Kegiatan mimbar bebas sekaligus nonton bareng (nobar) debat perdana calon wakil presiden (cawapres) di Posko Pandegiling Surabaya.(foto: Posko Pandegiling Surabaya for mili.id)

 

Surabaya - Kegiatan mimbar bebas sekaligus nonton bareng (nobar) debat perdana calon wakil presiden (cawapres) di Posko Pandegiling Surabaya, direspons positif berbagai pihak. Termasuk tokoh-tokoh aktivis PDI Pro Mega (ProMeg).

Intoyo, salah satunya. Aktivis Promeg Posko Pandegiling di era (alm) Ir Sutjipto ini begitu antusias mendatangi kegiatan yang digelar kali kedua itu.

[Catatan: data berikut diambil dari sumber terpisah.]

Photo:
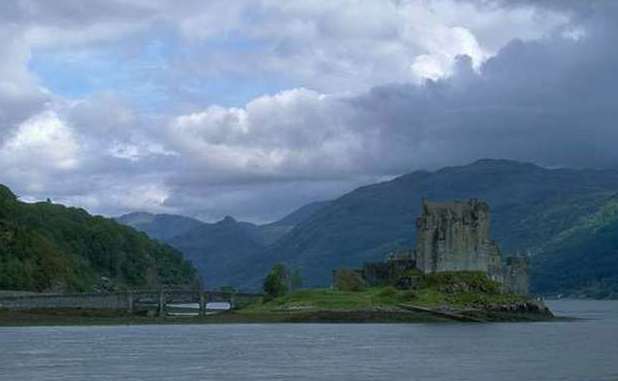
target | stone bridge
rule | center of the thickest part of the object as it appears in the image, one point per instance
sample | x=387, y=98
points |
x=131, y=300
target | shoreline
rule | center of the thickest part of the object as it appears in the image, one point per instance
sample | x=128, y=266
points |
x=83, y=317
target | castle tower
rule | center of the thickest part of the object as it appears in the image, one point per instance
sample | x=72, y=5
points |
x=454, y=236
x=516, y=275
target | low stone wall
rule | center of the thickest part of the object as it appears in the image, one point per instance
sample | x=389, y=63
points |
x=98, y=301
x=119, y=301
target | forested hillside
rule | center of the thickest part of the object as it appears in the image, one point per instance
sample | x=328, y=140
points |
x=45, y=246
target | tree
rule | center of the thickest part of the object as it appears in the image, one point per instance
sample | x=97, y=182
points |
x=296, y=280
x=348, y=280
x=276, y=282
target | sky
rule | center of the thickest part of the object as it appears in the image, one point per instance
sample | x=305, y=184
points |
x=254, y=108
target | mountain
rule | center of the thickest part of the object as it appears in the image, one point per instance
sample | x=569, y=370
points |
x=582, y=261
x=45, y=246
x=270, y=233
x=159, y=226
x=217, y=250
x=530, y=205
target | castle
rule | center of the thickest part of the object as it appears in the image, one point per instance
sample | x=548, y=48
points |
x=452, y=236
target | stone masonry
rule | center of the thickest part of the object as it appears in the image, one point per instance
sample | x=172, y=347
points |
x=454, y=236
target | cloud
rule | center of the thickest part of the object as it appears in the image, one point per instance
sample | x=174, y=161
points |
x=331, y=103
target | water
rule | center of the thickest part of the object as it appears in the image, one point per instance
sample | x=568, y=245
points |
x=584, y=350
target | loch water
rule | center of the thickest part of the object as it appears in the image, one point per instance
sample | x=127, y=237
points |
x=580, y=350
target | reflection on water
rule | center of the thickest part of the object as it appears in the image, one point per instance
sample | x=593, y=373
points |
x=579, y=351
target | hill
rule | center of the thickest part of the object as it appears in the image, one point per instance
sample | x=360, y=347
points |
x=583, y=260
x=45, y=246
x=159, y=226
x=530, y=205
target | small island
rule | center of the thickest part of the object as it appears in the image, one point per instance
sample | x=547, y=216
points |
x=455, y=273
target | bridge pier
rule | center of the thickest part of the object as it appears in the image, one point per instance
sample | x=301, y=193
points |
x=161, y=303
x=130, y=302
x=202, y=304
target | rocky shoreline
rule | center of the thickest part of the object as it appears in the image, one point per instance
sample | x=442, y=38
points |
x=519, y=312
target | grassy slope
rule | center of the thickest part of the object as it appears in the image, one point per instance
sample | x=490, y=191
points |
x=453, y=289
x=529, y=205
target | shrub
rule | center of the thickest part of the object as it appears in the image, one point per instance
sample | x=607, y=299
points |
x=276, y=282
x=348, y=280
x=387, y=292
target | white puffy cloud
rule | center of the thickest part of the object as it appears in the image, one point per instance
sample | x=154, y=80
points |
x=356, y=106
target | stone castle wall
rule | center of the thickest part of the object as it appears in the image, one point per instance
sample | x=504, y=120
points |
x=515, y=275
x=454, y=236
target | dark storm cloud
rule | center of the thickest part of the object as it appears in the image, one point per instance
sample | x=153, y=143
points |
x=549, y=98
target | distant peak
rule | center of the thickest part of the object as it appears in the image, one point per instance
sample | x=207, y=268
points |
x=501, y=163
x=5, y=193
x=227, y=220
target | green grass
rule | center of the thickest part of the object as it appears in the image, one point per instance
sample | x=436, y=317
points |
x=454, y=289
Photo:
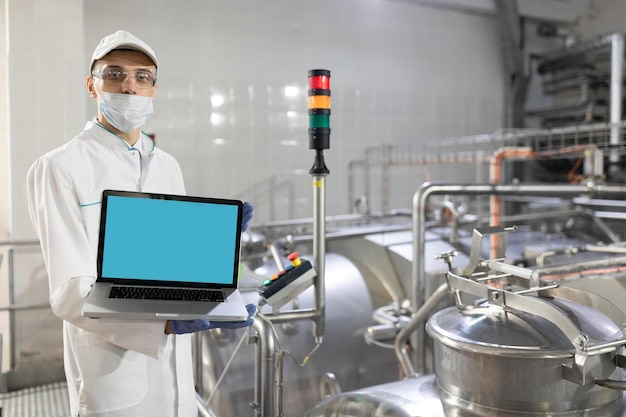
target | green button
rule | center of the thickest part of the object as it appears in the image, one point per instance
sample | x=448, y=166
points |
x=319, y=120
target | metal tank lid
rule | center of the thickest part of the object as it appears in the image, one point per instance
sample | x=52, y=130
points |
x=490, y=329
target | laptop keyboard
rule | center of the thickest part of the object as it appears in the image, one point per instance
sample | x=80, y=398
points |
x=177, y=294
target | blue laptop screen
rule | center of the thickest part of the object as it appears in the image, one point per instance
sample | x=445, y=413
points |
x=187, y=239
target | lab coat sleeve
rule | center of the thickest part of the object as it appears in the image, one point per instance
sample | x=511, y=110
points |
x=70, y=259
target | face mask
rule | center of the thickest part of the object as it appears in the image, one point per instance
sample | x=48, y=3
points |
x=125, y=111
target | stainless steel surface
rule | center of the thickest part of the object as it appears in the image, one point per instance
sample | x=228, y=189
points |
x=429, y=189
x=50, y=400
x=415, y=397
x=343, y=351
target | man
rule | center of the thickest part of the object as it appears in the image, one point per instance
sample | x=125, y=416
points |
x=114, y=368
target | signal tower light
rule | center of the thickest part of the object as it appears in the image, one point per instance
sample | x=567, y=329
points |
x=319, y=117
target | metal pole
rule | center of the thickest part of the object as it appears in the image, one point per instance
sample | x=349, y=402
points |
x=319, y=253
x=263, y=369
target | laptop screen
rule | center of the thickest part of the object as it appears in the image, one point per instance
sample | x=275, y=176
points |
x=166, y=239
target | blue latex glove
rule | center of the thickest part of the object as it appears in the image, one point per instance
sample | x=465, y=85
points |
x=192, y=326
x=246, y=215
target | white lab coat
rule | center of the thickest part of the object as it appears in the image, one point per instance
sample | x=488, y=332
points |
x=114, y=368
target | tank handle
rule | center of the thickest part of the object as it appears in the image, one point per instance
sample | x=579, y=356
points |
x=611, y=383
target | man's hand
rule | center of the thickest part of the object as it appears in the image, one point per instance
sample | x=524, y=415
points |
x=192, y=326
x=246, y=215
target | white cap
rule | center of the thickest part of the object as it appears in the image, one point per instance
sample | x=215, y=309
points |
x=121, y=40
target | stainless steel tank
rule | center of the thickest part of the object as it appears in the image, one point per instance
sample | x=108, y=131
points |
x=492, y=363
x=343, y=351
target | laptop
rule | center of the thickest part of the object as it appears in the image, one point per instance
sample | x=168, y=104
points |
x=167, y=257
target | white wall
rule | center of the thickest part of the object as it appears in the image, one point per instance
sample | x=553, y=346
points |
x=400, y=73
x=41, y=106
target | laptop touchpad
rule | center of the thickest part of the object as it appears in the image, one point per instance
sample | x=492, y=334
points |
x=167, y=307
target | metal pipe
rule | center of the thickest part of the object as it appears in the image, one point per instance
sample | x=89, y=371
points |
x=199, y=363
x=263, y=368
x=203, y=410
x=617, y=65
x=319, y=253
x=416, y=320
x=419, y=221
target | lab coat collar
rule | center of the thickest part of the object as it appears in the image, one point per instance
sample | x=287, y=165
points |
x=113, y=141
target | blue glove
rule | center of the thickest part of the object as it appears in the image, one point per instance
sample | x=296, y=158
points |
x=246, y=215
x=192, y=326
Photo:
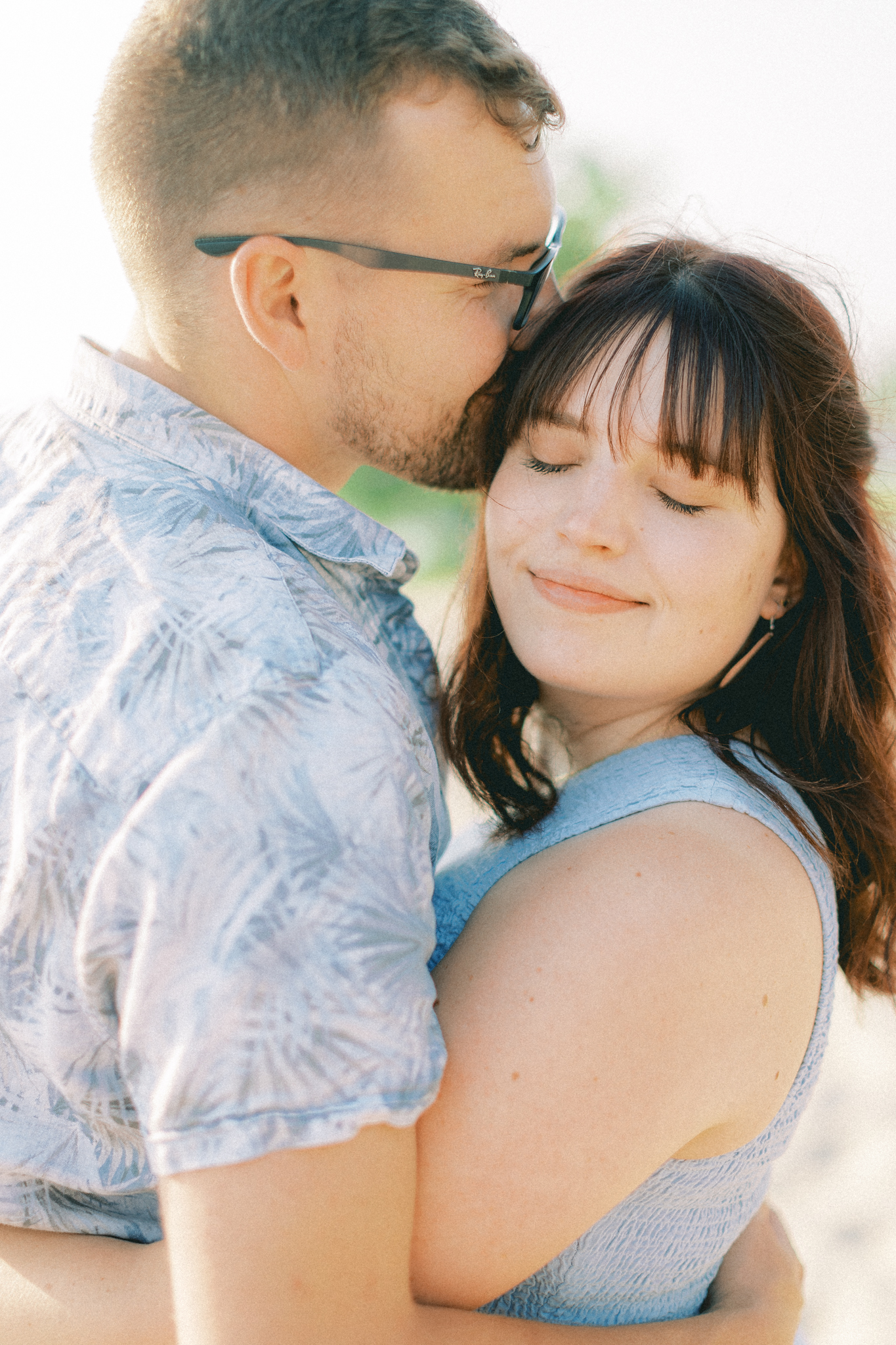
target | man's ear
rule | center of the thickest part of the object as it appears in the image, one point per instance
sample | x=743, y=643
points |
x=265, y=278
x=789, y=583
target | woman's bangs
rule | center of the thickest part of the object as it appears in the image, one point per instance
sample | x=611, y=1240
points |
x=712, y=413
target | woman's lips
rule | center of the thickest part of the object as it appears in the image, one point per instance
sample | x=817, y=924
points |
x=575, y=599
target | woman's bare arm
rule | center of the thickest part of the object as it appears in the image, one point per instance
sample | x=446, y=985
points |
x=64, y=1289
x=640, y=993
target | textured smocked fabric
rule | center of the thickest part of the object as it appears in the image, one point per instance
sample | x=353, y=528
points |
x=653, y=1256
x=219, y=808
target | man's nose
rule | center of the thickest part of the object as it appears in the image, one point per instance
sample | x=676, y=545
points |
x=548, y=298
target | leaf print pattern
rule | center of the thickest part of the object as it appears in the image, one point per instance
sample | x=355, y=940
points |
x=221, y=808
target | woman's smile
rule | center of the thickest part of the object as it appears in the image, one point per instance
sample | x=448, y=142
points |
x=581, y=594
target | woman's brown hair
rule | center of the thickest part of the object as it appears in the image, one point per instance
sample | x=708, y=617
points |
x=756, y=345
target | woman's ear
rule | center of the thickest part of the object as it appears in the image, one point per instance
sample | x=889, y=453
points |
x=789, y=583
x=265, y=278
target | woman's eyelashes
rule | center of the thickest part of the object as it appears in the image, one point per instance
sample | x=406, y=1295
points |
x=536, y=464
x=677, y=508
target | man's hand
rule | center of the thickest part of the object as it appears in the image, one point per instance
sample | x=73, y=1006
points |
x=762, y=1278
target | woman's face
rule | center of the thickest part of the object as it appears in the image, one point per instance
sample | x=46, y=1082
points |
x=626, y=585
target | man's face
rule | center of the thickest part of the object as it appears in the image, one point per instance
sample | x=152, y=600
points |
x=409, y=350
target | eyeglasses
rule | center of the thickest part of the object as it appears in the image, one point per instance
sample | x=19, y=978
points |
x=377, y=259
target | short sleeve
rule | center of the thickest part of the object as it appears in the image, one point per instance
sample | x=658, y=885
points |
x=258, y=930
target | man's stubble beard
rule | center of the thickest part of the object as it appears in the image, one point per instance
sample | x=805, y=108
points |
x=370, y=423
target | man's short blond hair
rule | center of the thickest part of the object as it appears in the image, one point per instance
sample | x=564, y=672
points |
x=206, y=96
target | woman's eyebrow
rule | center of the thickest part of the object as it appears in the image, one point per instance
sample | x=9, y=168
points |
x=562, y=420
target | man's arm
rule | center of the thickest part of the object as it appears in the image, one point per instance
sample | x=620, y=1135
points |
x=309, y=1246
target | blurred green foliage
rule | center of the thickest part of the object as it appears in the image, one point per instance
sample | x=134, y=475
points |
x=593, y=200
x=437, y=523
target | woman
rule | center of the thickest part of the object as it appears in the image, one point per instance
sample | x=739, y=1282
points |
x=680, y=571
x=680, y=585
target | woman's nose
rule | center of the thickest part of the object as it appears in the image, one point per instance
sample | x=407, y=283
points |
x=598, y=514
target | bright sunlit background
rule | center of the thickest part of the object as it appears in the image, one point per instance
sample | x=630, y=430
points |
x=769, y=123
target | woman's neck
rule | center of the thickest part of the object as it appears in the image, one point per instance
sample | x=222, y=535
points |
x=593, y=730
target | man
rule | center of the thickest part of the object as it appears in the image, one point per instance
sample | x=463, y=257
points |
x=221, y=795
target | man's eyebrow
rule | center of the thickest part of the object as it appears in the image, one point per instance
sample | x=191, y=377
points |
x=511, y=254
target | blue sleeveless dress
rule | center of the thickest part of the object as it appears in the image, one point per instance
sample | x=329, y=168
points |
x=653, y=1256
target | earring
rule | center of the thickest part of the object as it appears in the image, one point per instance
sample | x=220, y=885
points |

"Sangat senang sekali. Ini kegiatan membangkitkan kembali untuk tetap menjaga dan mengawal PDI Perjuangan di Surabaya," ungkapnya, Jumat (22/12/2023).

Menurut Intoyo, mimbar bebas adalah 'alat perjuangan' sekaligus menjaga marwah Ketua Umum PDI Perjuangan, Megawati Soekarnoputri.

"Surabaya adalah barometer pergerakan partai berlambang kepala banteng moncong putih. Nek onok ngene iki kudu rutin digelar. (Kalau ada begini harus rutin digelar)," tegasnya.

Di masa orde baru, perjuangan dan pergerakan aktivis ProMeg begitu militan. Bergotong royong dan kompak dalam pergerakan.

"Bukan saya meremehkan yang sekarang. Tapi prihatin jika kegiatan (Posko Pandegiling) dinilai tidak menyatu dengan partai," tambah pria 74 tahun tersebut.

Terpisah Koordinator Posko Pandegiling Surabaya Jagad Hariseno merasa terhormat atas dukungan dari Aktivis ProMeg.

Menurutnya, hingga hari ini perjuangan Posko Pandegiling masih tetap satu barisan dalam mengawal tegaknya demokrasi.

"Menjaga marwah, mengawal tegaknya demokrasi dan menjawab seruan Ibu Ketua Umum PDI Perjuangan Megawati Soekarnoputri," kata pria yang akrab disapa Seno tersebut.

Dengan adanya respon dan dukungan positif, kegiatan mimbar bebas ini dikatakan putra sulung Ir Sutjipto akan rutin digelar.

"Tetap berjalan sesuai rencana," tandas dia.